As to those "roots," what was it, indeed, that drew her to the Soviet Union, to Russia? "I was attracted to the Byzantine nature of Soviet politics," she says, "and by power: how it operates, how it's used." She read everything she could get her hands on about World War II "and about war generally." She particularly remembers John Erickson's "great books" — The Road to Stalingrad, The Road to Berlin. She read Dostoevsky "rather than Tolstoy." And she encountered Solzhenitsyn: "He understood the dark side of Russia better than anyone else. Like most Russian novels, it was tragedy without redemption."
Of course, Tolstoy offers redemption, and he's pretty darn Russian, too. Solzhenitsyn is seen by some as a little extreme. Yet, one doesn't have to completeley concur with Rice's taste to to agree that it will be interesting to see what changes Rice might makes to the style and substance of American diplomacy.

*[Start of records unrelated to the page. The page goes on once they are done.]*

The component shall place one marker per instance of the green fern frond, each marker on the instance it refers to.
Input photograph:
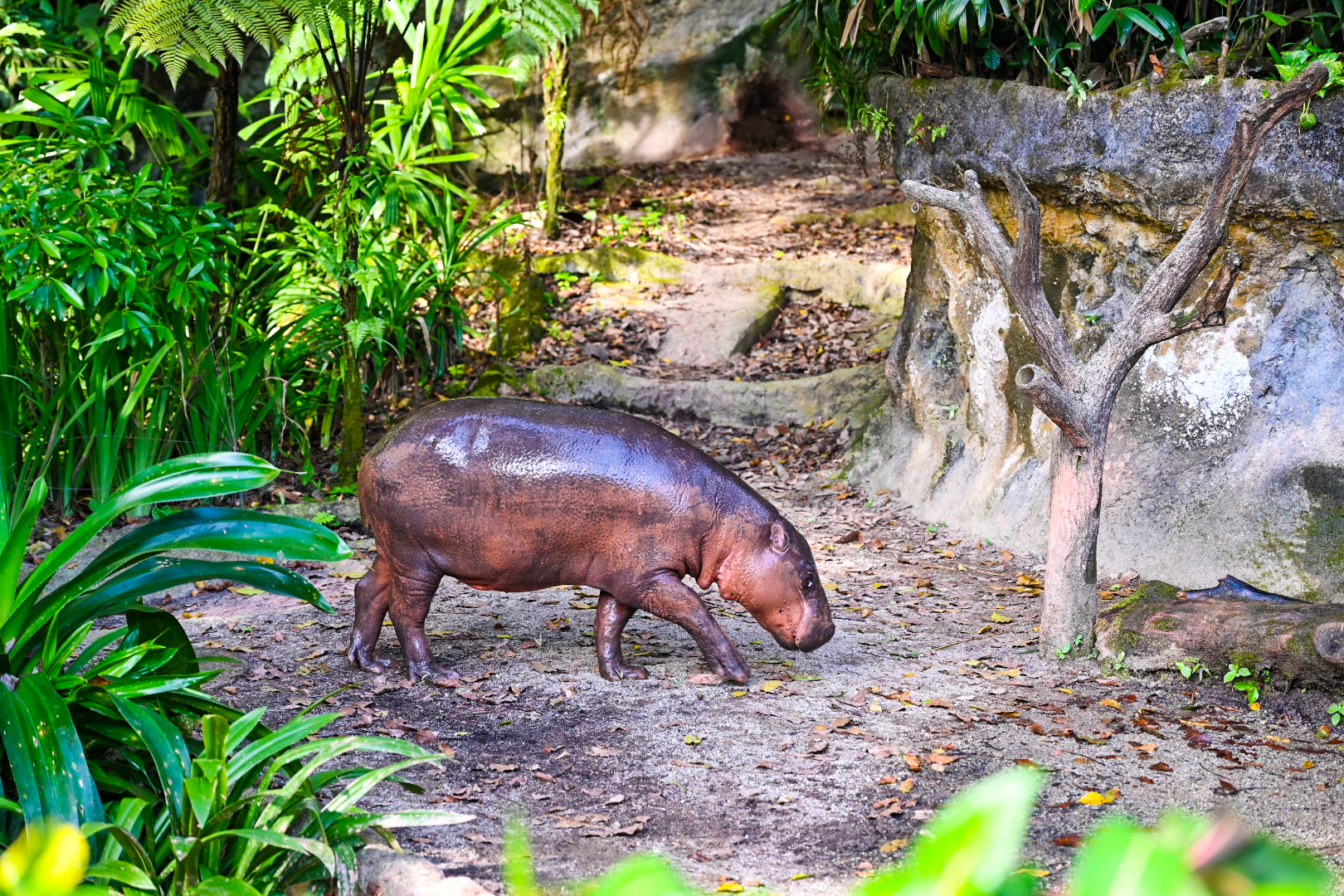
(182, 32)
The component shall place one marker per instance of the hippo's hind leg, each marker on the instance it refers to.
(411, 597)
(611, 617)
(667, 597)
(373, 598)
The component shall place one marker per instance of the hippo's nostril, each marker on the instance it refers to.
(816, 635)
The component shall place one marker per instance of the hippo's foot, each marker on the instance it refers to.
(733, 670)
(437, 674)
(364, 659)
(619, 670)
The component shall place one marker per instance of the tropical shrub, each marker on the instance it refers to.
(78, 713)
(106, 288)
(253, 817)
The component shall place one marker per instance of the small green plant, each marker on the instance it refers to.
(1116, 665)
(1291, 62)
(1191, 666)
(1079, 88)
(919, 130)
(1248, 683)
(1064, 652)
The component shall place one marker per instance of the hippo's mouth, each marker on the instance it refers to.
(810, 640)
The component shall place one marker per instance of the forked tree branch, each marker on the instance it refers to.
(1057, 403)
(1205, 232)
(1210, 310)
(1018, 264)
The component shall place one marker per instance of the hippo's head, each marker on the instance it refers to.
(773, 575)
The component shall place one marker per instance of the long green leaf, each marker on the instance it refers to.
(318, 850)
(223, 887)
(186, 479)
(46, 757)
(123, 592)
(15, 543)
(164, 743)
(217, 529)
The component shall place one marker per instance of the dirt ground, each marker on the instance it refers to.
(821, 768)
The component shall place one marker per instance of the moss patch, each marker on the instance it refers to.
(1157, 589)
(621, 264)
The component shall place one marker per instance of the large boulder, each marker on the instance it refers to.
(1226, 444)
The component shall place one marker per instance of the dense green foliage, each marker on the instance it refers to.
(1077, 45)
(973, 848)
(141, 324)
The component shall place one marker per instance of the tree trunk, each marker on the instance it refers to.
(223, 148)
(1298, 641)
(1069, 609)
(353, 412)
(555, 91)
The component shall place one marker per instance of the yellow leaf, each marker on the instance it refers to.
(1093, 798)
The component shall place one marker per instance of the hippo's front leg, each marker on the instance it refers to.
(410, 607)
(611, 617)
(667, 597)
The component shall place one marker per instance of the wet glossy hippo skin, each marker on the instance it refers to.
(509, 494)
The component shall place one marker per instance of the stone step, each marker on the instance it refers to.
(851, 394)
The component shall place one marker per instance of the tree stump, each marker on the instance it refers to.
(1301, 642)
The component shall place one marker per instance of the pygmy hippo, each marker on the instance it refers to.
(509, 494)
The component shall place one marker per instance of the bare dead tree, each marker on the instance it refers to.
(1079, 395)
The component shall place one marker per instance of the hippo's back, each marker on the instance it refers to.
(485, 477)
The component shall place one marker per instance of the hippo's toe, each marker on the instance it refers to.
(621, 670)
(368, 661)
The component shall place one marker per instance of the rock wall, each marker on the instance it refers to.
(1227, 445)
(706, 80)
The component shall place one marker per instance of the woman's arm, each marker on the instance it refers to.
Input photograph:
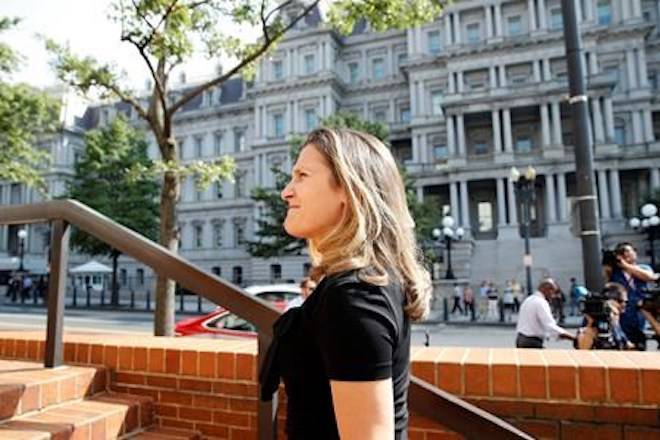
(364, 410)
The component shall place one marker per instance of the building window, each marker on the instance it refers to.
(217, 143)
(217, 234)
(198, 231)
(485, 213)
(353, 73)
(556, 19)
(604, 13)
(514, 25)
(199, 146)
(404, 115)
(278, 125)
(275, 272)
(473, 32)
(139, 275)
(435, 44)
(436, 102)
(239, 141)
(440, 152)
(378, 69)
(278, 70)
(524, 145)
(237, 275)
(309, 64)
(310, 119)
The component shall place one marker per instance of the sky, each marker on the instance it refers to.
(85, 26)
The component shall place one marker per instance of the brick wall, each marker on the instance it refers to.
(210, 385)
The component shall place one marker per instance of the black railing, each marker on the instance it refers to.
(424, 399)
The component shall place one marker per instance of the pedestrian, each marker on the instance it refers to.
(457, 296)
(468, 300)
(493, 298)
(535, 320)
(344, 355)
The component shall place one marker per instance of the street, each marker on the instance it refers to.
(480, 335)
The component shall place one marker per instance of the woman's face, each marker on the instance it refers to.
(315, 201)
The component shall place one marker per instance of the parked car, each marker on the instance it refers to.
(222, 323)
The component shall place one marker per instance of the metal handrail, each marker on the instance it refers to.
(424, 399)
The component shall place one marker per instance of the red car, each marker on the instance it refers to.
(222, 323)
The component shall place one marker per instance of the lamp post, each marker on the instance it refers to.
(650, 224)
(526, 192)
(22, 235)
(448, 234)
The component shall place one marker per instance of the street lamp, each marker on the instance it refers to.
(649, 223)
(22, 235)
(526, 192)
(448, 233)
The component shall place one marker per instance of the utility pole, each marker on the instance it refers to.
(584, 172)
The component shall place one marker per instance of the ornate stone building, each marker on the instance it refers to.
(466, 97)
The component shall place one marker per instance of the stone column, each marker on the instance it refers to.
(453, 200)
(451, 136)
(460, 128)
(513, 215)
(498, 20)
(649, 135)
(465, 205)
(542, 16)
(489, 21)
(501, 203)
(630, 64)
(638, 136)
(655, 178)
(550, 198)
(531, 10)
(497, 134)
(597, 120)
(556, 123)
(457, 27)
(609, 119)
(615, 189)
(561, 193)
(603, 196)
(508, 138)
(545, 125)
(641, 67)
(536, 65)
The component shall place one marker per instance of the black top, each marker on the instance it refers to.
(347, 330)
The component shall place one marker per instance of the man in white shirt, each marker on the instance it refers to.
(535, 320)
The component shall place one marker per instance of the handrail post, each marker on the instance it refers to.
(59, 261)
(266, 411)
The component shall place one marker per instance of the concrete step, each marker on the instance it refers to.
(26, 387)
(107, 416)
(165, 434)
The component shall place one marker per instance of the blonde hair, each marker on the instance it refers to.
(376, 235)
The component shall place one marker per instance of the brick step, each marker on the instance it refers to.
(165, 434)
(107, 416)
(28, 386)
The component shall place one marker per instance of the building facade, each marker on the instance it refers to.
(466, 97)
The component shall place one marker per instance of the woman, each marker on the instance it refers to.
(344, 354)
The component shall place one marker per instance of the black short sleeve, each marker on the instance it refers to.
(357, 333)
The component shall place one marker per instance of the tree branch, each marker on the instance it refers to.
(222, 78)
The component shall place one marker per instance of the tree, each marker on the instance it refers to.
(25, 114)
(166, 33)
(272, 239)
(101, 181)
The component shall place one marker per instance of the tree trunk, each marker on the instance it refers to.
(169, 237)
(114, 295)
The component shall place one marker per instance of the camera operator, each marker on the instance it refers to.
(614, 298)
(535, 320)
(634, 278)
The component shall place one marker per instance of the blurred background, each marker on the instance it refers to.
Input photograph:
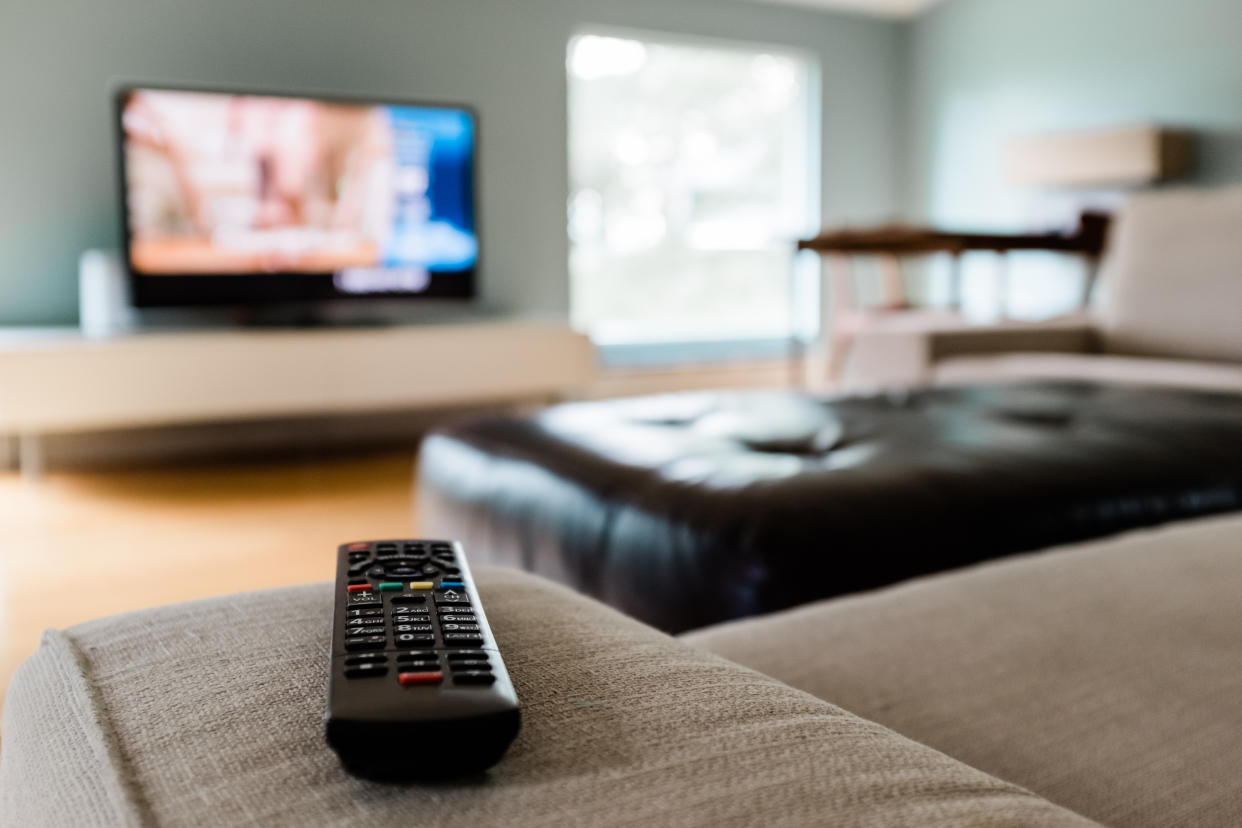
(658, 195)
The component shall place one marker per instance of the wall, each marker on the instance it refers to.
(980, 71)
(507, 57)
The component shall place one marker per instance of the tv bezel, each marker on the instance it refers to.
(242, 289)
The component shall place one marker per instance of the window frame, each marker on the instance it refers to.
(804, 272)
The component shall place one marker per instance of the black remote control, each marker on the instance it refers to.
(416, 688)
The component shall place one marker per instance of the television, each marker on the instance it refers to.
(240, 198)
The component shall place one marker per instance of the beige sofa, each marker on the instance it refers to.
(1168, 312)
(1096, 684)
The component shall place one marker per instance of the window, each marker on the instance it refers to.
(691, 176)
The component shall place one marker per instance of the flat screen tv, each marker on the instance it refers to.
(242, 198)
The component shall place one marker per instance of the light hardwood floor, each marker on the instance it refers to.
(82, 545)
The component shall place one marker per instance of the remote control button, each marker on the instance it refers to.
(416, 656)
(420, 667)
(471, 664)
(466, 654)
(354, 632)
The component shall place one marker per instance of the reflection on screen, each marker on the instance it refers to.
(256, 184)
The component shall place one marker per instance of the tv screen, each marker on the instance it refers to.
(240, 198)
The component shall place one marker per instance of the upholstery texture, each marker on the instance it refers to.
(211, 713)
(1173, 278)
(694, 508)
(1092, 368)
(1107, 677)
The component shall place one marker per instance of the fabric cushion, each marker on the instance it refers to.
(211, 713)
(1107, 677)
(1091, 368)
(1173, 279)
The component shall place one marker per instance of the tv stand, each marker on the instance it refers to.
(62, 381)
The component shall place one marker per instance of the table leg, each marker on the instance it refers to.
(30, 456)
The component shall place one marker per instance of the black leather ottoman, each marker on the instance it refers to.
(693, 508)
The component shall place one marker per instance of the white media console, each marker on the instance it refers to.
(60, 381)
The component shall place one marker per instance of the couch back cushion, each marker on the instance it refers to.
(1173, 277)
(211, 714)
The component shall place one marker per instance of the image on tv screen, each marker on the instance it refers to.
(221, 184)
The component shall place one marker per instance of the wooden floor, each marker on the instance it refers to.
(112, 541)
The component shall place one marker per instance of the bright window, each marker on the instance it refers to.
(691, 176)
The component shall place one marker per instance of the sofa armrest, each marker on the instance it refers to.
(887, 356)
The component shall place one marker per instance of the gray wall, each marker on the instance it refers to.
(507, 57)
(984, 70)
(980, 71)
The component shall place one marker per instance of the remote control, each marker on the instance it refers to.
(416, 687)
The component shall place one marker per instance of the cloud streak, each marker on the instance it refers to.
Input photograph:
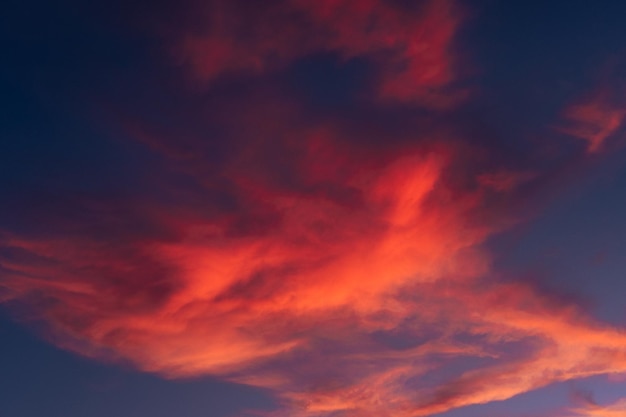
(340, 264)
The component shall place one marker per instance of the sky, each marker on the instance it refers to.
(313, 208)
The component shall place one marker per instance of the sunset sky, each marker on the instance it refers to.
(313, 208)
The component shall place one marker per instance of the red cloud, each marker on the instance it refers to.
(296, 253)
(412, 45)
(594, 120)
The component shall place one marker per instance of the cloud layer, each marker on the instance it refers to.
(335, 257)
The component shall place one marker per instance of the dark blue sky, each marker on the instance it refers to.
(149, 151)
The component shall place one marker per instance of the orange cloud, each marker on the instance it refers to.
(617, 409)
(412, 45)
(343, 268)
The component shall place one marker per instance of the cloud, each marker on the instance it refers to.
(336, 259)
(591, 409)
(412, 46)
(594, 120)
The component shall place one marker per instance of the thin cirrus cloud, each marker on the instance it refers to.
(594, 120)
(344, 270)
(413, 46)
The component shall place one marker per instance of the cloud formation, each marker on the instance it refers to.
(337, 259)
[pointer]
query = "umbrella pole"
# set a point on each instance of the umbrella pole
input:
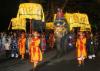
(9, 25)
(30, 26)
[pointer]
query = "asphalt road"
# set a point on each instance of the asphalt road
(67, 62)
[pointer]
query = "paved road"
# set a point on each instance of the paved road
(65, 63)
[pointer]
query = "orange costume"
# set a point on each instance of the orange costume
(81, 48)
(21, 44)
(34, 50)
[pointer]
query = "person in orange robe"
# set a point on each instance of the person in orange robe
(34, 50)
(81, 48)
(51, 40)
(21, 44)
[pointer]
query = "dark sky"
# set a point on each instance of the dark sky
(8, 9)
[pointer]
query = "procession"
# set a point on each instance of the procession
(31, 37)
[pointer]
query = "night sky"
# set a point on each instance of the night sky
(8, 9)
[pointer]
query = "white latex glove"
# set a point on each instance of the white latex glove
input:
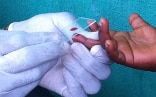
(86, 68)
(24, 60)
(51, 22)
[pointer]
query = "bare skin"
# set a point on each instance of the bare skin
(136, 49)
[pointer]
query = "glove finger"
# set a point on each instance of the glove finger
(90, 84)
(75, 89)
(83, 56)
(12, 81)
(32, 56)
(11, 41)
(100, 55)
(53, 79)
(21, 91)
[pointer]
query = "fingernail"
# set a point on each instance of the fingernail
(106, 44)
(100, 23)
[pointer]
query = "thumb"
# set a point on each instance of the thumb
(136, 21)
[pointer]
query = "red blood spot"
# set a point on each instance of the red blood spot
(73, 29)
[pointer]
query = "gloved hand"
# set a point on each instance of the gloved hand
(54, 22)
(86, 69)
(24, 60)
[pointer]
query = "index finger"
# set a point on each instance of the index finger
(94, 27)
(104, 32)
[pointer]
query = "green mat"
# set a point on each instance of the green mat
(123, 82)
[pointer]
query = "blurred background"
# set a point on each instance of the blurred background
(123, 82)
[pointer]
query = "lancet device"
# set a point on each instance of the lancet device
(78, 26)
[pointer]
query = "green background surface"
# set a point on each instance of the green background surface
(123, 82)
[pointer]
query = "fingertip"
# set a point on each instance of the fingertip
(104, 31)
(136, 21)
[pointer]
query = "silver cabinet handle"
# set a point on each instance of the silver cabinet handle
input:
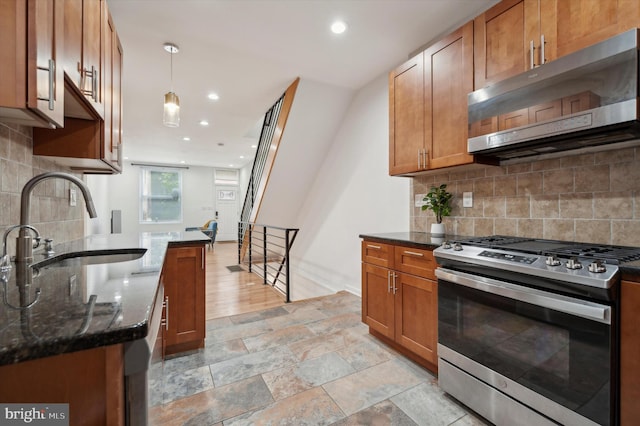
(94, 72)
(166, 311)
(531, 55)
(93, 92)
(556, 302)
(52, 79)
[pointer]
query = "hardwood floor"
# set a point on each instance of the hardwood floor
(231, 293)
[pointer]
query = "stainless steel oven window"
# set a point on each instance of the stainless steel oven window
(562, 356)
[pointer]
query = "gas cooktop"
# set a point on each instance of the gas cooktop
(582, 264)
(610, 254)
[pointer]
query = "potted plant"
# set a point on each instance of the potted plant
(439, 201)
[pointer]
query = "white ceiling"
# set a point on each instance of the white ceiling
(249, 51)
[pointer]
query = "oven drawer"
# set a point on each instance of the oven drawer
(415, 261)
(379, 254)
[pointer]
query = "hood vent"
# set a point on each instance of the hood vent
(585, 99)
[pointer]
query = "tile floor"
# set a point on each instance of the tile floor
(305, 363)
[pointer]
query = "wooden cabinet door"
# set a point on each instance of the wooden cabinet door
(377, 254)
(184, 286)
(629, 350)
(415, 261)
(45, 84)
(499, 41)
(582, 23)
(406, 117)
(32, 81)
(416, 314)
(83, 28)
(112, 87)
(378, 299)
(448, 70)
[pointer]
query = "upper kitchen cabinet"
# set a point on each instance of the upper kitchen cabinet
(428, 107)
(448, 78)
(92, 145)
(517, 35)
(83, 32)
(31, 87)
(512, 37)
(582, 23)
(407, 152)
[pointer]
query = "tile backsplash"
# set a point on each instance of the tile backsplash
(589, 197)
(50, 210)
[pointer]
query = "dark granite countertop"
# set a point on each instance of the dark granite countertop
(423, 240)
(629, 271)
(50, 308)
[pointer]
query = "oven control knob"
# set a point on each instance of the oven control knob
(574, 263)
(552, 261)
(597, 266)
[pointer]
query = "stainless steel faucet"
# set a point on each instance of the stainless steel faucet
(5, 262)
(24, 245)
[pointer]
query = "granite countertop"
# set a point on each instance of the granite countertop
(412, 239)
(629, 270)
(50, 308)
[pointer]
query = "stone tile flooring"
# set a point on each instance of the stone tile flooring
(306, 363)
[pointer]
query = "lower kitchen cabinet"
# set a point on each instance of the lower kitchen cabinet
(629, 350)
(400, 301)
(91, 381)
(183, 275)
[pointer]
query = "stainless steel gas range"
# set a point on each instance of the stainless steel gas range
(528, 329)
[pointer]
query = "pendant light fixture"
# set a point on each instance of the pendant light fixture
(171, 117)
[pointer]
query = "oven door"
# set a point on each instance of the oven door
(550, 353)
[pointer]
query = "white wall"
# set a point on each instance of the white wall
(99, 188)
(122, 193)
(352, 194)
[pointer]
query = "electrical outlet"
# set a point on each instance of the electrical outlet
(467, 199)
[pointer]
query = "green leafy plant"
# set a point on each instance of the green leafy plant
(439, 201)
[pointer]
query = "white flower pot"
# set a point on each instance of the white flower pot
(437, 229)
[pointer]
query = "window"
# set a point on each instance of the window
(160, 195)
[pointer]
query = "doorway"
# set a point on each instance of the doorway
(227, 212)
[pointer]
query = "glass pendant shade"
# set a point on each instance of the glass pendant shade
(171, 117)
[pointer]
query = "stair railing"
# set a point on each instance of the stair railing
(268, 253)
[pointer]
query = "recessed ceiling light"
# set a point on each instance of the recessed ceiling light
(338, 27)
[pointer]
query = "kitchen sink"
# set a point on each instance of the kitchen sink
(93, 257)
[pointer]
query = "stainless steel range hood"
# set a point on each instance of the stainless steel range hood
(585, 99)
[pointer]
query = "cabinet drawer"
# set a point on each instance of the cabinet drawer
(415, 261)
(377, 254)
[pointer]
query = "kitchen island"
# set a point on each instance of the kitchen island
(74, 329)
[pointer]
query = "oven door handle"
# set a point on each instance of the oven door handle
(557, 302)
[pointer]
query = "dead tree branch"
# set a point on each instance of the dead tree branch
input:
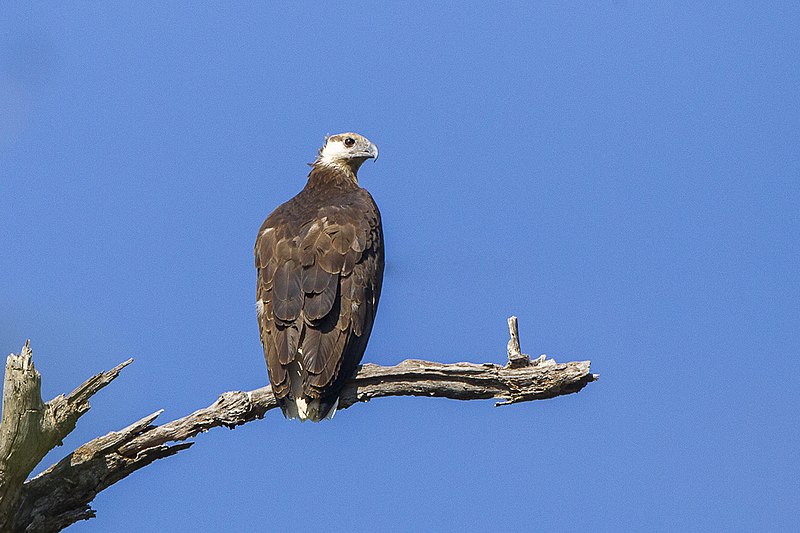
(61, 495)
(30, 428)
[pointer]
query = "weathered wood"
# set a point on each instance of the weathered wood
(30, 428)
(61, 495)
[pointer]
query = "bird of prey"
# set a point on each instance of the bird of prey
(319, 259)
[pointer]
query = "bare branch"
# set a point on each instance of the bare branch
(30, 428)
(61, 495)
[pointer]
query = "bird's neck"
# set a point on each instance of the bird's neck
(339, 175)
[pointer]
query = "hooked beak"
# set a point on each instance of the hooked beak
(372, 152)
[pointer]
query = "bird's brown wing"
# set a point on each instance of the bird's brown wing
(318, 286)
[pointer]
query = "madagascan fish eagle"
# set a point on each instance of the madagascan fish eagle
(319, 259)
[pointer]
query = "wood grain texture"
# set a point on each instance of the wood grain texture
(61, 495)
(30, 428)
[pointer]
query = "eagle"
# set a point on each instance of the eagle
(319, 261)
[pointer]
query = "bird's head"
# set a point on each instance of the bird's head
(346, 150)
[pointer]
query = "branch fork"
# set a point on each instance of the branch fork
(61, 495)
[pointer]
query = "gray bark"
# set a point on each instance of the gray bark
(60, 495)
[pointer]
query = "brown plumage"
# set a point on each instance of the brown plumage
(319, 258)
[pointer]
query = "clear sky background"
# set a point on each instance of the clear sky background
(623, 176)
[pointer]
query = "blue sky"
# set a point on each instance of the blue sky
(623, 176)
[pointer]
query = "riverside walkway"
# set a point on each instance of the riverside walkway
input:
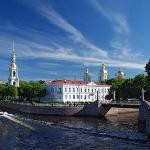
(123, 104)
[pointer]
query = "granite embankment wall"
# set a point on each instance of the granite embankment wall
(144, 117)
(92, 109)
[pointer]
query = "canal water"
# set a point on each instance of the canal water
(22, 132)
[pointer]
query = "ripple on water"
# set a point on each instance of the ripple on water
(73, 133)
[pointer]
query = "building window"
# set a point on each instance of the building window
(73, 96)
(73, 89)
(69, 89)
(77, 90)
(65, 89)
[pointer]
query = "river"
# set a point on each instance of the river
(26, 132)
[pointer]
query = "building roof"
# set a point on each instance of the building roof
(58, 82)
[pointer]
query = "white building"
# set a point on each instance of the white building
(87, 77)
(13, 70)
(103, 73)
(120, 74)
(76, 91)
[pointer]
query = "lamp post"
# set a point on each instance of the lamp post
(142, 93)
(114, 95)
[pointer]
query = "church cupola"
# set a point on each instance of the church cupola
(87, 77)
(13, 70)
(120, 73)
(103, 73)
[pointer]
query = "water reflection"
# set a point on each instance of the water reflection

Clearly she takes ideas seriously, takes culture seriously, and takes Russia seriously--all good signs, especially when viewing America from Moscow...Which may mean a change in American policy vis-a-vis Chechnya, if Rice is reading her Russian history as I think she might, perhaps in exchange for the release of Khodorhovsky and better business relations with the US. Let's see what happens at the Bush-Putin summit in Slovakia. (Curiously, Rice's dissertation advisor at the University of Denver, Josef Korbel--Madeleine Albright's father--was a former diplomat from Czechoslovakia).